我内心酸软成一片,几乎要忍不住说出“是我对不起你”这种话。
我垂下眼,“知道了。”
“你都快研二了,我还没去你们学校转过,明天你带我转转吧。”
“好。”
第二天,我和赵逸海走在我生活学习的每一个角落,和他说我在哪里摔过跤,在哪里喂过猫,在哪里看见亲嘴的小

侣会想他,构建了一个我平时哪都不去就在学校当乖乖

的好印象。
走到

场上,我拉着他慢慢悠悠的在

场上转圈,“我经常在这里跑步”,我指指

场中间的足球场,“很多

在这踢球,有时候还有外校的,他们偶尔把球踢出界,我心

好会给他们踢回去。”
我看着球场,想到了白轩穿着球衣短裤在球场上肆意奔跑的模样。
我视线收回来,放在我和赵逸海牵在一起的手上,“如果心

不好呢,我就看都不看接着跑,哪怕球从我后脑勺飞过去我都不会停下来的。”
“那你可要经常给他们踢球啊。
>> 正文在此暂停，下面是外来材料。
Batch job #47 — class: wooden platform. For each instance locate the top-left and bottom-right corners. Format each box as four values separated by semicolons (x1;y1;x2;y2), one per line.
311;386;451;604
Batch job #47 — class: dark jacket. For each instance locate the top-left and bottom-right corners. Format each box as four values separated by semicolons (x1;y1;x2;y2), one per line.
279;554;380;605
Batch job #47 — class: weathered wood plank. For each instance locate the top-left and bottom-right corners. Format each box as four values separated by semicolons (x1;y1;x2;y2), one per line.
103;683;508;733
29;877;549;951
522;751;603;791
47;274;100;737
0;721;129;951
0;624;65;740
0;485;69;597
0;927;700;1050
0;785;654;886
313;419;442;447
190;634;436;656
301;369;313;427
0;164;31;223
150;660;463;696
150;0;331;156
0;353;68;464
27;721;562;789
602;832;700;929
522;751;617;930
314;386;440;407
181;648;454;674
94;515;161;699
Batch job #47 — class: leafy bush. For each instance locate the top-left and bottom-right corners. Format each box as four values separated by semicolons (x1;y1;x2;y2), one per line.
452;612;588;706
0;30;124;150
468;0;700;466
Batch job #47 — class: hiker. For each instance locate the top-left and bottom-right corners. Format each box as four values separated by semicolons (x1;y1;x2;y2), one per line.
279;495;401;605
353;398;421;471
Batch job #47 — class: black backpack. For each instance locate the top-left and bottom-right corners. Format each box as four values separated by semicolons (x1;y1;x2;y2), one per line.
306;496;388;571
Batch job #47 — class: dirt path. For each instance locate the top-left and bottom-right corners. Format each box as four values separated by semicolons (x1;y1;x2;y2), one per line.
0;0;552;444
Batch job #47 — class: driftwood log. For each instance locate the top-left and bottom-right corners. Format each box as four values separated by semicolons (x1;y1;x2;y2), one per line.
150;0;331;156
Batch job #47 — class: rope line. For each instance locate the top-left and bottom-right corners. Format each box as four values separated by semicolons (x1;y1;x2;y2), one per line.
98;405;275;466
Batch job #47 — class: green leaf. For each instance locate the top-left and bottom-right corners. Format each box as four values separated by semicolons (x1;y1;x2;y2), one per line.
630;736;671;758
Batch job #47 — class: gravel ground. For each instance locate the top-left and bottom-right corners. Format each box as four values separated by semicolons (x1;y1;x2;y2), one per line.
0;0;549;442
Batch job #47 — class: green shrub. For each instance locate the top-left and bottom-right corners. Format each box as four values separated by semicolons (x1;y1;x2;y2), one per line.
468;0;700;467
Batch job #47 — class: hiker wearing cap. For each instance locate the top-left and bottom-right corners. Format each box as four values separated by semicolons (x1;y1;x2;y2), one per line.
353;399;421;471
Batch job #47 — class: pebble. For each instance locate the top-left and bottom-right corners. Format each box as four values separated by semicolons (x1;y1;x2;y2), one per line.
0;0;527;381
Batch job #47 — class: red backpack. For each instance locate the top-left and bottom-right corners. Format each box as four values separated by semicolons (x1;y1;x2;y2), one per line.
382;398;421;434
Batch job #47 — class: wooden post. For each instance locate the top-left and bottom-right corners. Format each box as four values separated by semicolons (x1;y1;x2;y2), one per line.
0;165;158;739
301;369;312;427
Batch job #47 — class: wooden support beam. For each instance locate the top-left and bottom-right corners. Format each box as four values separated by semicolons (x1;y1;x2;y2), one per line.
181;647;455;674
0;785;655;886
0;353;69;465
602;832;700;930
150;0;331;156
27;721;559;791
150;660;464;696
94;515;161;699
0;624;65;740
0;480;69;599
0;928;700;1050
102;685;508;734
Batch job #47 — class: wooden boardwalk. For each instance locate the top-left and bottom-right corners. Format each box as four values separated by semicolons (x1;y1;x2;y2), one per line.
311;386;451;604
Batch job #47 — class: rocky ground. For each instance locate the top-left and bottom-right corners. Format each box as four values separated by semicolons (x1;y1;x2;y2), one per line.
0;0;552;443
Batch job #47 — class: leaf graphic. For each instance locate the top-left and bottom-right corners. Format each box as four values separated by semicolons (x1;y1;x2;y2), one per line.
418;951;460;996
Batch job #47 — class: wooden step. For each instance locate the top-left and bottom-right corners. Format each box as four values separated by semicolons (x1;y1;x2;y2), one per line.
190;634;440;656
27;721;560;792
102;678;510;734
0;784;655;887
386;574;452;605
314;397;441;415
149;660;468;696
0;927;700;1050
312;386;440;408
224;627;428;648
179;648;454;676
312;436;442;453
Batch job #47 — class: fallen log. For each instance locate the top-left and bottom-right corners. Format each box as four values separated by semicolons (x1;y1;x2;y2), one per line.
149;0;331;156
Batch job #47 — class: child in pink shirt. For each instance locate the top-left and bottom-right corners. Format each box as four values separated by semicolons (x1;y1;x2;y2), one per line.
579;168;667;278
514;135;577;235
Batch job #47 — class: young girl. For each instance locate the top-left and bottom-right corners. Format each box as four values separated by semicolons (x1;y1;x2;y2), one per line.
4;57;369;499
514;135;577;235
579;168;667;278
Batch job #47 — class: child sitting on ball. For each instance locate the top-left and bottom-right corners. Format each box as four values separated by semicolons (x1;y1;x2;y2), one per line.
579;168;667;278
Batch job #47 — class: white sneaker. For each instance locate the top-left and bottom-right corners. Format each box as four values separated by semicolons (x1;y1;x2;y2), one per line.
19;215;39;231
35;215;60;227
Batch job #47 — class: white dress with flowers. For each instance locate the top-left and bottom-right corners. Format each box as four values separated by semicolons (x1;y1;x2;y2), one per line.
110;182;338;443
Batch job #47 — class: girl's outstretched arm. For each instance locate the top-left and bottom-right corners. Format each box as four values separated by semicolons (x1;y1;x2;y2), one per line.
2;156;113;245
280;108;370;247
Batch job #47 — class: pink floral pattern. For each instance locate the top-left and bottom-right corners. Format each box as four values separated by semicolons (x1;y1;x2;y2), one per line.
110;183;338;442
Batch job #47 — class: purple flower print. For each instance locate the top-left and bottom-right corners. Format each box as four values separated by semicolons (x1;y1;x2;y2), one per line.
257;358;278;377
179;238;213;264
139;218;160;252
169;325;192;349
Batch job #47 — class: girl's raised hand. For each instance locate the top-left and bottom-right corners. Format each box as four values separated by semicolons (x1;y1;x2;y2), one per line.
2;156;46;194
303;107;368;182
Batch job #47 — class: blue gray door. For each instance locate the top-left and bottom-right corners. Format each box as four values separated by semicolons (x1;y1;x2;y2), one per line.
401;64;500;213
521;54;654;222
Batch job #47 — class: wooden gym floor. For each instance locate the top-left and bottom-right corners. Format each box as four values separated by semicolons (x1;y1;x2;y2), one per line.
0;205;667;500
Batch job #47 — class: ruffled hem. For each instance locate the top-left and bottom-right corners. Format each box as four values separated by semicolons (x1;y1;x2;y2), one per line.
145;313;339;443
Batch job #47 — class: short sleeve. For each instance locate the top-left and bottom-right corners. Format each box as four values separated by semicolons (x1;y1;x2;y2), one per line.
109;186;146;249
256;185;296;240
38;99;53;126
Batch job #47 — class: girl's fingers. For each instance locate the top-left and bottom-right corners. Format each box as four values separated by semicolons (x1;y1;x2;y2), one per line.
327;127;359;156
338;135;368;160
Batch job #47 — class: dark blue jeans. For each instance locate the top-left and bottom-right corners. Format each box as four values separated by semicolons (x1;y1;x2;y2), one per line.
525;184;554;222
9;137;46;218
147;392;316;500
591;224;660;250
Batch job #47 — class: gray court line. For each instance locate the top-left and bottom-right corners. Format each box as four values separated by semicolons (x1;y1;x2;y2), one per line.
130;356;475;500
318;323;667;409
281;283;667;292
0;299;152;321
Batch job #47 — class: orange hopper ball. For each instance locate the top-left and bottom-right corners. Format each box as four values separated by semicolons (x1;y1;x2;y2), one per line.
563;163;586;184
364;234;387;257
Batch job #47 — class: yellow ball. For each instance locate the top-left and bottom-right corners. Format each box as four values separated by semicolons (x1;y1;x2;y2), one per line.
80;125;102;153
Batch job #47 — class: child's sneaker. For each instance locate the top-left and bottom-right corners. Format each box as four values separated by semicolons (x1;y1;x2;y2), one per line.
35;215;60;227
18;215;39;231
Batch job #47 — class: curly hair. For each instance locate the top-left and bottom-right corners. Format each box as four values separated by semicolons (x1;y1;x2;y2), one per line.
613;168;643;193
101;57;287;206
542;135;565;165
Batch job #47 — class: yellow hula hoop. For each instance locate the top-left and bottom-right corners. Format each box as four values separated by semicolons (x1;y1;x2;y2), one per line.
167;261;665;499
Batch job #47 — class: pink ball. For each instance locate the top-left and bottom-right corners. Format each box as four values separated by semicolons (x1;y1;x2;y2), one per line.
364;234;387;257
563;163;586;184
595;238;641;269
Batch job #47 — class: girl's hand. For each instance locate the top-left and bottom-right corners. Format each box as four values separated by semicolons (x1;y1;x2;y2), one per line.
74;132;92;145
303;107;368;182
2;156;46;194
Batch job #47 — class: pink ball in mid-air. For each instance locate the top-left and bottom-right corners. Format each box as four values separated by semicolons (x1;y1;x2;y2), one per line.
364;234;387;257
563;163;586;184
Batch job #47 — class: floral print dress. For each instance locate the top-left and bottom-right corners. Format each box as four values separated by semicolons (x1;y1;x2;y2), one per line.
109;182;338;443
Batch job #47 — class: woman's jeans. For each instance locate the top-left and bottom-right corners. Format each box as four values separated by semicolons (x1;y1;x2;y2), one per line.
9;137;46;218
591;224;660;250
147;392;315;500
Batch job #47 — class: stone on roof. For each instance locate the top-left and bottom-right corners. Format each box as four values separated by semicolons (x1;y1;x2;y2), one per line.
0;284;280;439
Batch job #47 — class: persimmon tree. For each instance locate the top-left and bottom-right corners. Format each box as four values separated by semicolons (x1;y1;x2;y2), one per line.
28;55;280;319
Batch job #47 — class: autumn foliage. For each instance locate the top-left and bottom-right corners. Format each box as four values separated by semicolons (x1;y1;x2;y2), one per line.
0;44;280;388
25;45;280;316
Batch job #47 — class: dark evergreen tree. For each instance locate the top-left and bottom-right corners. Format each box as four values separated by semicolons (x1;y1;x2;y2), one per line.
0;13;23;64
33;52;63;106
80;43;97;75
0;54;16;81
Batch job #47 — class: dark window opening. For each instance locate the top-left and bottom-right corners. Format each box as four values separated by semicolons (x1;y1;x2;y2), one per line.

”赵逸海看着我的

顶认真的说。
“凭什么!”我脱

而出,又转念一想,这是赵逸海拐着弯祝福我要经常心

好。
哎,好无趣的男

啊,我的逸海。
“知道啦知道啦!”我大声回答。
我们去食堂吃饭,闲聊,大多是聊我们周围发生的八卦和趣事,很有默契地没有谈论任何辛酸与不易。
他吃完饭去厕所,手机留在了桌子上。手机屏幕亮了一下,我毫无不该看别

手机的自觉,拿起他手机看他收到的短信。
是他这个月的工资到账短信,不错,又涨工资了,我随手往上划拉了几下,看着

账短信的时间和金额手指渐渐慢了下来。
去年是他工作的第一年,过年奖金是一万五,他全发给我当做新年红包了,还补了一些凑了几个吉利数。今年四月份他独立策划的第一个方案顺利推进,奖金是两万块钱,全给我旅游了。
我以为他奖金不少,毫无压力地领了,其实是全部吗?
我又退出短信看他工资卡的账户支出记录,每个月固定的衣食住行的费用大概是他工资的20%,然后每个月给他爷爷和姑姑分别转每个月工资的25%,剩下的30%他都转

了一个备注“然然”的账户里。
我清除后台浏览记录,把他的手机放在原位,漫不经心的吃饭,嘴里嚼的是土豆还是胡萝卜已经没有认知了。
我想起去他家,看到他趴跪在马桶前佝偻着呕吐的模样,想起他打工作电话时殷勤地和这个总那个总谈笑的样子,想起他眼角内侧的红血丝,想起我对他只顾着工作不陪我的抱怨。
我一直以为他没

没夜的挣钱是为了自己的尊严与前途,到如今我才知道其实他挣钱
有一部分是为了我,虽然我不知道他攒那笔钱要

什么,但确实是为了我。
这个认识让我很不知所措,因为我一直以为赵逸海是那种极度务实,极度自我的

,和我谈恋

只是给他压力很大的生活一点少许的调剂而已。
不过,他会把对他而言最重要的钱留给我一部分,那可是赵逸海,钻钱眼里的

。
除了必须的衣食住行,和还他爷爷姑姑的钱,剩下的都留给我了。
会不会,他只是需要钱,但是对他而言最重要的,其实是我?
我被这个想法吓了一跳,咬到了舌尖,疼的直抽气。
疼痛使我很快的清醒过来,还是不要太自以为是了,他只是把钱存在了一个叫“然然”的账户里而已。>ltxsba@gmail.com>
我把餐盘收拾好,他正好也回来了。
我伸出被咬

的舌尖给他看,含含糊糊的说,“咬到了,疼。”
他低下

,在离我舌尖几厘米的地方轻轻吹气。
几个

端着餐盘从赵逸海后面过去,看了我们几眼,估计以为我们俩大喇喇的站在食堂亲嘴呢。

看看去!
我按着赵逸海后脑勺往下压,狠狠地在他额

上亲个声音很响亮的嘴。╒寻╜回?╒地★址╗ шщш.Ltxsdz.cōm
(三十二)好狗狗
赵逸海陪了我两三天,中间接了好几次电话,推了很多工作,因为他来接机就是临时安排的时间,很多工作都没有提前安排。
虽说他说要多陪陪我,我也想让他在我身边,但是这种休息也不踏实的状态让我都替他难受,于是我善解

意地说,“你回去工作吧,等你这个阶段忙完了再来找我。”
他捏着我的手心很小声的道歉,“对不起。”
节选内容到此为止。